PhotoroomがPRXモデルのデータ戦略を詳解
PRX Part 4: Our Data Strategy
3行まとめ
- •Photoroomが画像生成モデルの学習データ戦略を公開
- •VLMで詳細キャプション生成し品質指標が大幅改善
- •JPEG保存でデータ量を最大10分の1に圧縮
詳細
背景
Photoroomは、テキストから画像を生成する70億パラメータの自社モデル「PRX」の開発過程をブログシリーズで公開しており、第4弾ではデータパイプラインの詳細な戦略を解説している。同社は事前学習において個々の画像の完璧さよりデータセットの多様性を優先するアプローチを採用し、広範で代表的なコーパスがモデルの視覚世界の理解を深めるという方針を明示している。
内容
学習データは公開データと社内データを組み合わせて構築する。探索と特徴エンジニアリングにはLanceフォーマットを使用し、学習時のストリーミングにはMosaic Data Shards(MDS)形式に変換する2段階のデータ保存戦略を採用。キャプション生成にはQwen3-VL-8B(大規模視覚言語モデル)による詳細なキャプションを採用し、短いキャプションより品質指標(FID・CMMD・DINO-MMD)で明確に優れた結果を確認した。画像はPNGではなくJPEG品質92で保存することで知覚品質をほぼ維持しながら3〜10倍のサイズ削減を実現。解像度ティアとアスペクト比ごとに13種のバケットへ分類しパッチトークン数を統一する工夫も施している。

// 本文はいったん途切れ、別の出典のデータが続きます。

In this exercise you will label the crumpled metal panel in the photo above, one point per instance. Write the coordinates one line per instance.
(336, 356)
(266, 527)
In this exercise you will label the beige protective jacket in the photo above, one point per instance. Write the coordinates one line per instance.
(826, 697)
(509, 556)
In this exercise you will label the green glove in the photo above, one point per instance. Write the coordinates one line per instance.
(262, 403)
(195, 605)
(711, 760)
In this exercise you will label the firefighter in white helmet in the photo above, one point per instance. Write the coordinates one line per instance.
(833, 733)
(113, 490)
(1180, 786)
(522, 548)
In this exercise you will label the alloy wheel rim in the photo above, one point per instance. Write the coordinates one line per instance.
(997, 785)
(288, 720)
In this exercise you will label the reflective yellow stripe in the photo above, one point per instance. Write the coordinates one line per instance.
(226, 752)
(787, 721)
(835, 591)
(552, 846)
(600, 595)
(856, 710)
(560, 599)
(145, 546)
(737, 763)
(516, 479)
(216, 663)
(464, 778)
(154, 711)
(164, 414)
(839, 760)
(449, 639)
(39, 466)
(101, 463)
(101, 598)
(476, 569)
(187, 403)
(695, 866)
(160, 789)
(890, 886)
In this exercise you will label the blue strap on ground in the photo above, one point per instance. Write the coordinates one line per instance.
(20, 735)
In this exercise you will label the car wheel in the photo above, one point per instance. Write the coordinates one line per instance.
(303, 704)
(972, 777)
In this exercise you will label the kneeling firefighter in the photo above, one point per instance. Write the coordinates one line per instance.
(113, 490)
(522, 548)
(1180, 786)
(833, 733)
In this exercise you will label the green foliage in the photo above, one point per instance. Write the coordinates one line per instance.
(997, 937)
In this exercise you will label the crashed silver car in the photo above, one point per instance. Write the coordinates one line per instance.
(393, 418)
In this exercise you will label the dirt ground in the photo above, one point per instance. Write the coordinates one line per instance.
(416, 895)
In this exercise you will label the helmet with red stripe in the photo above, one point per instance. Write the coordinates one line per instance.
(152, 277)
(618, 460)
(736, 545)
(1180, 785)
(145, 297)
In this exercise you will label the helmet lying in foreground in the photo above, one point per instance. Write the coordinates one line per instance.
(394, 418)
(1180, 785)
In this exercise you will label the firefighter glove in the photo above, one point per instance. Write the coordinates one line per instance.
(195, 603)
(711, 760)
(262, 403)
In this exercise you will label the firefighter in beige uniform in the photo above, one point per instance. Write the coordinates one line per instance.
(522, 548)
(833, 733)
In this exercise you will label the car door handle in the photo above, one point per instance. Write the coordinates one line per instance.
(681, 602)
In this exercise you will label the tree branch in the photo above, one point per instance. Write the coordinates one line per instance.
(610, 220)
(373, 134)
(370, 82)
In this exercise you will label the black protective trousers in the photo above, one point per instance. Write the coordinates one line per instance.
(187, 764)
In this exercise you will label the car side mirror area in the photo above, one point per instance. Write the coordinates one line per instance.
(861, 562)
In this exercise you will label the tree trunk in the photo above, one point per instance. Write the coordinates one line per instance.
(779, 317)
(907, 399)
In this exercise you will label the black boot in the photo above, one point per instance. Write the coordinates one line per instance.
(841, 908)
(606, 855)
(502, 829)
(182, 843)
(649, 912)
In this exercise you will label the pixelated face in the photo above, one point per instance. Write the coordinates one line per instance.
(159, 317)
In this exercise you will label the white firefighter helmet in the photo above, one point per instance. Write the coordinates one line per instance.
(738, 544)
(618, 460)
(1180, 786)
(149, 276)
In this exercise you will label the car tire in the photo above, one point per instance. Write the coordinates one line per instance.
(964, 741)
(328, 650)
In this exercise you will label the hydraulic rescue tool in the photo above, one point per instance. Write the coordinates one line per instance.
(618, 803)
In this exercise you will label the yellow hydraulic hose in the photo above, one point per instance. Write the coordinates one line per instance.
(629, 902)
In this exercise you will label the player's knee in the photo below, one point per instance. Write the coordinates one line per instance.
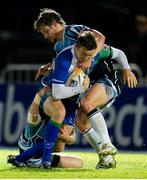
(86, 105)
(80, 163)
(59, 115)
(33, 119)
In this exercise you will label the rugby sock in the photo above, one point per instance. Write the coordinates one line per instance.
(93, 139)
(51, 135)
(99, 125)
(46, 147)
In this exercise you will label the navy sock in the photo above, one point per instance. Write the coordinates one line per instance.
(35, 150)
(50, 134)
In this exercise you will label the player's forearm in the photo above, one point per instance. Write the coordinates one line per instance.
(120, 57)
(100, 39)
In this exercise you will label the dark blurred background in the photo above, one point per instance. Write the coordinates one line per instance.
(116, 19)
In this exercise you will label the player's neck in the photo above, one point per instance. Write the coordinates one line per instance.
(61, 34)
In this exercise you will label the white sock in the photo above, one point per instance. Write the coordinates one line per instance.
(99, 125)
(93, 139)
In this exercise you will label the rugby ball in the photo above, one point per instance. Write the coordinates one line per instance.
(76, 78)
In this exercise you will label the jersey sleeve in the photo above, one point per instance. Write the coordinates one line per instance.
(105, 52)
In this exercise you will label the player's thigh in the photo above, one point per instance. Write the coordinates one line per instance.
(82, 121)
(53, 108)
(59, 146)
(96, 96)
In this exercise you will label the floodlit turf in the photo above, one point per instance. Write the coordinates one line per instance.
(129, 166)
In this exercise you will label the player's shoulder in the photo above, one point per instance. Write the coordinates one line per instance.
(66, 52)
(74, 29)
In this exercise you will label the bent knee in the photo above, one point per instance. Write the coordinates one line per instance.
(86, 105)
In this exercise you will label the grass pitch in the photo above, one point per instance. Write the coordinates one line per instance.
(129, 166)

フィルタリングではキャプションのLLM分類によるテキスト過多コンテンツとNSFW素材の除去、知覚ハッシュによる重複排除を実施している。
今後の影響
データパイプラインのこうした詳細な公開は、独自モデルの学習を検討するAI開発チームにとって実践的な参考情報となる。キャプション品質がモデル性能に与える影響や画像フォーマット選択の定量的根拠など、具体的な設計判断の根拠が示されている点が有用だ。
なぜ重要か
Photoroomが画像生成モデルPRXのデータ戦略を公開し、VLM再キャプションやJPEG保存など実用的手法を詳解した。